Since then, I've thought of Linney as essentially a one-note actress. She plays her note faithfully, dutifully, competently, but it's just one note. Well, The Savages altered my perception. Linney is still playing essentially the same note, but it sounds so much richer when it's used in just the right song.

The Savages is the story of your average American dysfunctional family, but all grown up. Wendy Savage (Linney) and Jon Savage (Philip Seymour Hoffman) are middle-aged brother and sister, living relatively normal and successful separate lives, when Linney receives a phone call indicating that their father has dementia. The bro-and-sis combo must fly from New York to New Mexico, clear out their father's house (their mother has been out of the picture for some time), find a good nursing home for him, and basically wait for him to die. Sundance's Geoffrey Gilmore calls it a "coming-of-middle-age story," and that's really a good way to think of it.

In that vein, it's more or less a straghtforward drama. There's no big explosions, there's no steamy sex scenes, there's no huge laugh out loud moments (though there are a few mild chuckles). It's really just a pointed look at two people dealing with one of the uncomfortable realities of being adults.
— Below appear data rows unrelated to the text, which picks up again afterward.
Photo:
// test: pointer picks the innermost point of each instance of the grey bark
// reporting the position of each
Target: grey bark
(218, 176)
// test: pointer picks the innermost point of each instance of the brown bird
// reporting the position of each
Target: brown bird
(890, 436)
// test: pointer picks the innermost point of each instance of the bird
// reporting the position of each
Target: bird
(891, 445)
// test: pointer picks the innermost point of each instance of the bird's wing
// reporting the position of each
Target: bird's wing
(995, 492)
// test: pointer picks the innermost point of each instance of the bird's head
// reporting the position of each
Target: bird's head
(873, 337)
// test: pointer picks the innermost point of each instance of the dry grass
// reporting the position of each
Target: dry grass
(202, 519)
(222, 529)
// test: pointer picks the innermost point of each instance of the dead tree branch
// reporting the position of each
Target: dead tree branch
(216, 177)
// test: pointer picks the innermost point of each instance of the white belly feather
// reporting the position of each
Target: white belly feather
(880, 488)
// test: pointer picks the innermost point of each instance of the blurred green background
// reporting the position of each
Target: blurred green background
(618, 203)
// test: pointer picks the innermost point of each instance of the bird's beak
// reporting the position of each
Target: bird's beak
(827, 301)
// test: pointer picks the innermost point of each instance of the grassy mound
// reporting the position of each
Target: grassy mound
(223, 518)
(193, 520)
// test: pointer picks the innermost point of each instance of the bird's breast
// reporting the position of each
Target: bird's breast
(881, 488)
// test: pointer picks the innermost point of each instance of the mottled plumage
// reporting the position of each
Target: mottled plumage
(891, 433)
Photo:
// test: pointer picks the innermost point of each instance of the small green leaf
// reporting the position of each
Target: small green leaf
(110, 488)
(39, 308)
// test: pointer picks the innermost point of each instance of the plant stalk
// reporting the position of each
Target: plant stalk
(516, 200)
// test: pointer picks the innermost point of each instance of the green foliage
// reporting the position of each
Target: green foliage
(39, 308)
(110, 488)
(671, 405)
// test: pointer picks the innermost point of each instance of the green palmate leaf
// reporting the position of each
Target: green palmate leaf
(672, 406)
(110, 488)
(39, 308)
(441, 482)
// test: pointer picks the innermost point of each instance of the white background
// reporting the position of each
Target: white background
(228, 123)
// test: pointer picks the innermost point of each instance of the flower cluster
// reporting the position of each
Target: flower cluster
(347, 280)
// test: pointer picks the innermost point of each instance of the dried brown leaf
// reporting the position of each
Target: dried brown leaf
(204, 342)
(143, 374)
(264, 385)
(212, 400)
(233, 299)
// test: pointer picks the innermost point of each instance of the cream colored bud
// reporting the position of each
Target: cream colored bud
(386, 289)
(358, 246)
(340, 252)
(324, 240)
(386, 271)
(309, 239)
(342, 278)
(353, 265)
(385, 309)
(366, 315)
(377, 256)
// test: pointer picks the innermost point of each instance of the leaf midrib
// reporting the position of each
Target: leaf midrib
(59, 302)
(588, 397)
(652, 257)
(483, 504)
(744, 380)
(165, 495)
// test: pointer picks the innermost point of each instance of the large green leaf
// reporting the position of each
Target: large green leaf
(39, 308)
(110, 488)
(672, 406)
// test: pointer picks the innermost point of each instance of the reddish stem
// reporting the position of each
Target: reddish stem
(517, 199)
That can be tiresome if it's not well-written and well-acted. Fortunately, The Savages is. Writer/director Tamara Jenkins does excellent work by almost letting you forget she had anything to do. The dialogue isn't particularly snappy, the plot twists aren't particularly brain-twisting, the camera angles aren't particularly experimental. It just feels like you're watching a slightly edited slice of life--an effect that seems much easier to produce than it actually is.

Jenkins has ample help from her cast. Linney particularly shines (she was nominated for an Academy Award)--but, again, not so much because she transcended her estabished acting ability, but because she found a vehicle that made her specialty seem special. In Man of the Year, for example, she's just the cliché of the modern conscientious-but-overwhelmed female dealing with all the demands society puts on her. She's that here, but she's more. In the context of The Savages, something about the roundness of her eyes seems to suggest that she's not just yet-another struggling, working, lonely woman, but that she's really deep down inside still a very vulnerable child who is doing everything she can do keep from being exposed by the never-ending demands of the adult world. With that infintesiminal shift, she becomes much more watchable and much more likable.

Philip Seymour Hoffman's reputation for excellence is well-established, but he, like Linney, has also found a film that suits him perfectly here. He plays the rumpled theater-teaching realist to Linney's put-together playwrighting idealist. Both seem to be struggling with the pressures of adulthood, but she looks like she's trying way too hard and he looks like he's not trying hard enough.

It's also easy to overlook the performance of Philip Bosco, who plays Len, the dying Savage father, and that's sort of the point. Jon and Wendy Savage must deal with the storage and disposal of their father, and as much as they know he's a person, his utter dependence can't help but turn him into a bit of an object. The film lures the audience into this easy-but-erroneous categorization of old-guy-as-baggage, but at two or three points subtly reminds the viewer that Len is still a person, too. The relatively unheralded Bosco does superb work in yielding the spotlight to Linney and Seymour Hoffman but in hitting all the right old, infirm, slightly demented, and human notes that he's asked to hit.

If there's a bone to pick with this movie, is that it's not particularly earth-shattering. It keeps the interest and says something both truthful in relevant, but it's not something that will particularly change the viewer. It's just a simple, well-made film about two people dealing with a difficult task. So it gets an 10. It's not a movie you need to rush out and see, but if you're at the video store and nothing else looks good, this is a perfectly suitable choice.

1 comment:

Moshe Reuveni said...

You've actually managed to make me really watch the film. In my opinion, society in general treats old people like past expiration date consumables; once they've done their part, old people are expected to just sit quietly and rot. They are no longer humans, at least when judging by the way they're treated.
I wonder if that is what the movie's title is hinting at. Anyway, The Savages is going to be one of those DVD's I will be looking to rent now. Thanks.